We have to focus on the good. There's so much bad in the world and in our lives that it clouds out everything else. It makes it so hard to find happy moments and reasons to keep going, but the good is there. The bad in the world tends to yell and shove itself in your face. The good is quieter. It's always there, behind the hurt and the sadness, but it doesn't broadcast itself. We don't hear about good on the news everyday and it's not blowing up our Facebook feeds. Why? Because so often the good that gives us the strength to keep going isn't some huge, newsworthy event. The good parts of life come to us in little moments, little glimpses when we can see just how wonderful life can be. Moments like driving through a field of Aspen trees and loving the wind on your face. Moments like hearing a song that somehow matches exactly how you're feeling. Moments like laughing with a car full of friends because they hate laundry too. Moments like buying 7 things of shaved ice and spilling them all over the car on the drive home. Moments like flirting with a drop-dead gorgeous man. Moments like laughing uncontrollably at stupid internet puns. Moments like eating half a watermelon with a fork. Moments like looking around at a family barbecue and realizing you're so lucky that these people are yours. Just moments. Those little things that make you smile and make your heart beat a little faster - look for those moments!

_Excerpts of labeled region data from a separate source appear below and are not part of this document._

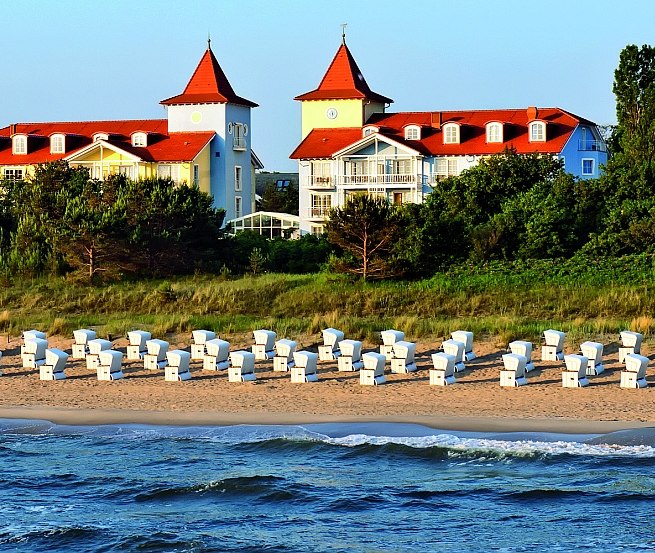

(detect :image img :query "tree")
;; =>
[325,194,402,280]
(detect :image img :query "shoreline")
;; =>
[0,407,655,434]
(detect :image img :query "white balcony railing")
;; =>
[303,175,334,188]
[339,173,422,186]
[307,207,332,219]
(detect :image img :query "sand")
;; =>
[0,330,655,433]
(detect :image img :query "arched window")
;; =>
[11,134,27,155]
[50,134,66,154]
[487,121,503,142]
[443,123,459,144]
[530,121,546,142]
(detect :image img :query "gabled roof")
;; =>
[0,119,215,165]
[160,46,257,108]
[295,41,393,104]
[290,108,595,159]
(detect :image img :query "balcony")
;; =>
[307,206,332,221]
[339,173,423,186]
[578,140,607,152]
[303,175,334,189]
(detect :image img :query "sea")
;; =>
[0,420,655,553]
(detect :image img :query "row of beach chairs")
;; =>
[0,328,648,388]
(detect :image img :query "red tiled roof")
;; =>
[0,119,215,165]
[290,108,594,159]
[160,48,257,107]
[295,42,393,104]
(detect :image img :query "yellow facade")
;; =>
[301,99,364,139]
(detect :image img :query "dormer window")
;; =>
[529,121,546,142]
[50,134,66,154]
[362,126,380,136]
[443,123,459,144]
[487,121,503,143]
[132,132,148,148]
[405,125,421,140]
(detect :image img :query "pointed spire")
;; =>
[295,39,393,104]
[160,45,257,107]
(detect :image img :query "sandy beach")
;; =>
[0,330,655,433]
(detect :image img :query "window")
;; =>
[405,125,421,140]
[435,157,457,180]
[530,121,546,142]
[50,134,66,154]
[157,164,180,183]
[582,159,594,176]
[132,132,148,147]
[443,123,459,144]
[234,165,243,192]
[12,135,27,154]
[3,169,23,180]
[487,123,503,142]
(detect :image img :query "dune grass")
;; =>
[0,260,655,347]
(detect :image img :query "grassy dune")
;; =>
[0,265,655,346]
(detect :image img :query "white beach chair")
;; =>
[227,351,257,382]
[441,339,466,372]
[391,341,418,373]
[359,351,387,386]
[541,329,566,361]
[252,330,277,361]
[619,330,644,363]
[20,338,48,369]
[500,353,528,388]
[71,328,96,359]
[273,339,298,372]
[164,349,191,382]
[318,328,343,361]
[450,330,475,363]
[143,340,169,371]
[620,353,648,388]
[430,352,457,386]
[86,338,111,371]
[39,348,68,380]
[96,349,123,380]
[191,330,216,362]
[580,342,605,376]
[127,330,152,361]
[202,338,230,371]
[337,340,364,372]
[562,355,589,388]
[509,340,534,373]
[380,330,405,361]
[291,350,318,383]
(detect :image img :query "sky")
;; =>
[0,0,655,171]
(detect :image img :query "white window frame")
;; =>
[487,121,503,144]
[529,121,546,142]
[581,157,596,177]
[132,132,148,148]
[443,123,459,144]
[11,134,27,156]
[50,134,66,154]
[405,125,421,140]
[234,165,243,192]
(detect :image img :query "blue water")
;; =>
[0,420,655,553]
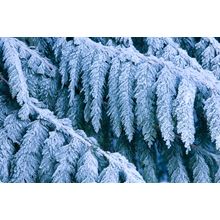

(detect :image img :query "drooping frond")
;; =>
[11,121,48,183]
[166,144,190,183]
[175,79,196,150]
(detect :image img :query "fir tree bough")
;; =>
[0,37,220,183]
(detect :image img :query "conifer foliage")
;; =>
[0,37,220,183]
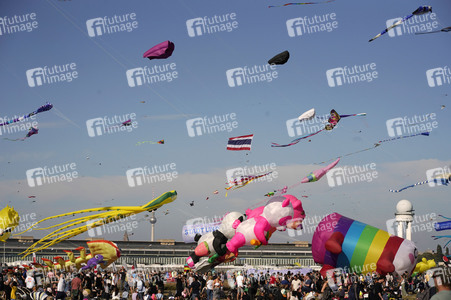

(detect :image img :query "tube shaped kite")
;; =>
[271,109,366,147]
[143,41,175,60]
[17,191,177,256]
[312,213,418,276]
[390,173,451,193]
[368,5,432,42]
[415,27,451,34]
[301,158,340,183]
[0,102,53,126]
[4,127,39,142]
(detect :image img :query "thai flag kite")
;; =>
[227,134,254,151]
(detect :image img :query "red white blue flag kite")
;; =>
[227,134,254,151]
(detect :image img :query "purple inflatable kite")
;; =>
[143,41,175,59]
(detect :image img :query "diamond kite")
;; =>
[227,134,254,151]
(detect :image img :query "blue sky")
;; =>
[0,0,451,250]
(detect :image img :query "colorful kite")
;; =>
[312,213,418,276]
[298,108,316,122]
[271,109,366,147]
[434,215,451,231]
[432,235,451,248]
[227,134,254,151]
[17,191,177,256]
[368,5,432,42]
[0,205,20,242]
[143,41,175,60]
[268,51,290,65]
[415,27,451,34]
[136,140,164,146]
[225,171,272,197]
[3,127,39,142]
[301,158,340,183]
[268,0,335,8]
[0,102,53,126]
[390,173,451,193]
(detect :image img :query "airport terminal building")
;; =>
[1,236,315,267]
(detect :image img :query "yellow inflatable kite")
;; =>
[0,205,19,242]
[17,191,177,256]
[42,240,121,271]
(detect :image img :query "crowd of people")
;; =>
[0,268,451,300]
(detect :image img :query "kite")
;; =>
[312,213,418,276]
[107,119,132,130]
[415,27,451,34]
[432,235,451,248]
[136,140,164,146]
[301,158,340,183]
[225,171,272,190]
[268,0,335,8]
[390,173,451,193]
[0,102,53,126]
[314,131,429,165]
[368,5,432,42]
[298,108,316,122]
[271,109,366,147]
[0,205,20,242]
[434,215,451,231]
[3,127,39,142]
[227,134,254,151]
[268,51,290,65]
[17,191,177,256]
[143,41,175,60]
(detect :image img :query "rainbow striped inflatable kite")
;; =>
[312,213,418,276]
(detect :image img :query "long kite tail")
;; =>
[268,0,335,8]
[368,14,413,42]
[271,129,324,147]
[340,113,366,118]
[378,131,430,144]
[3,137,28,142]
[0,102,53,126]
[390,180,429,193]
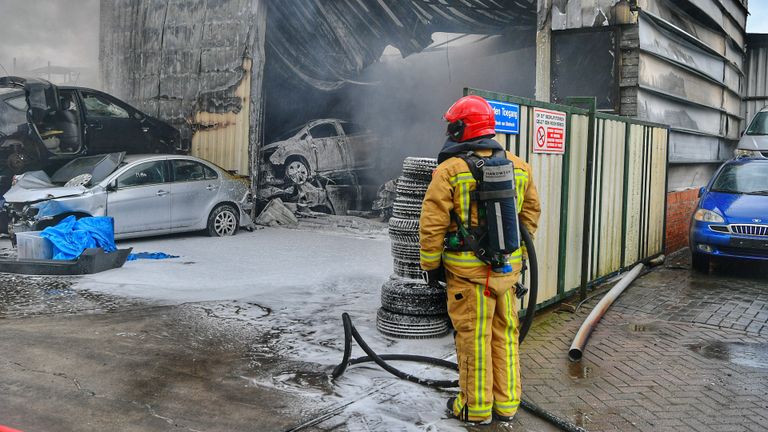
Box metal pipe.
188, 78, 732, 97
568, 263, 645, 361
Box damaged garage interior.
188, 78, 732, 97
100, 0, 536, 213
100, 0, 747, 214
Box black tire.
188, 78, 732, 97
376, 308, 450, 339
206, 204, 240, 237
389, 218, 419, 233
691, 252, 710, 274
381, 279, 448, 315
283, 156, 312, 185
393, 258, 421, 280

It's okay to have hard days. It's normal to have worries. I'm pretty sure I'm not the only one whose life is going maybe 62% according to plan. I can't know and can't take away all of your hard times. Heck, I can't even do that for myself. But what I can do is tell you that there's still a lot of good in the world. Keep going. If you didn't find a happy moment today, look for one tomorrow. Call a friend who makes you smile. Read your favorite book. Watch a Will Smith movie. Jump into a pool. I can't promise you'll find unicorns, but I do know that you can find the good if you look hard enough. Find the good. And once you find it, help someone else find it, too, because maybe their good is hiding behind a wall of bad. We can't let each other forget that the good is still out there. Who knows? Maybe you can be the good in someone's day. Be the person who reminds them that there's still good in the world. There's always a reason to smile and there's always a reason to keep fighting. That's pretty magical. Maybe even more magical than a unicorn.